To be sure: All through the boom years, there have always been those in India – and this is by no means a small group – who did not subscribe to the beautiful narrative of “India Shining”, the slogan with which the then governing Bharatiya Janata Party (BJP) went into the election campaign in 2004. Substantial groups of people have felt excluded from India’s growth, or at least felt that they were unable to participate sufficiently. As a consequence, the electorate removed the BJP from power in 2004. The United Progressive Alliance (UPA) coalition, led by the Congress Party under Prime Minister Manmohan Singh, re-elected in 2009, has continued a liberalizing economic reform policy (though it is widely seen to have come close to standstill in more recent times), while adding important social security programs to it. The most prominent of these are the National Rural Employment Guarantee Scheme (NREGS) which has been implemented since 2006, and the recent passing of the Food Security Bill of 2013, which will provide heavily subsidised food grains to 67 percent of the entire population.
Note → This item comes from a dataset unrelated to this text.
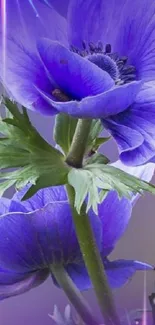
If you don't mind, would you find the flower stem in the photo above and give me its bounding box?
[66,120,120,325]
[50,265,98,325]
[66,119,92,168]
Today, however, with general elections expected for April or May 2014, the entire Indian development path suddenly appears to be in crisis.
- There is an acute economic downturn: The GDP growth rate fell below 5%, the Indian Rupee lost 18% of its value against major foreign currencies since early 2013, and figures for manufacturing and foreign investment are going down.
- There is a widespread perception of political stagnation: The UPA government is tainted by large-scale corruption scandals, and it appears to have lost the capacity to drive reforms – as shown most markedly by the furious conflicts resulting from a 2012 legislation that allowed international multi-brand retailers (such as Walmart and Metro) to enter India’s retail trade.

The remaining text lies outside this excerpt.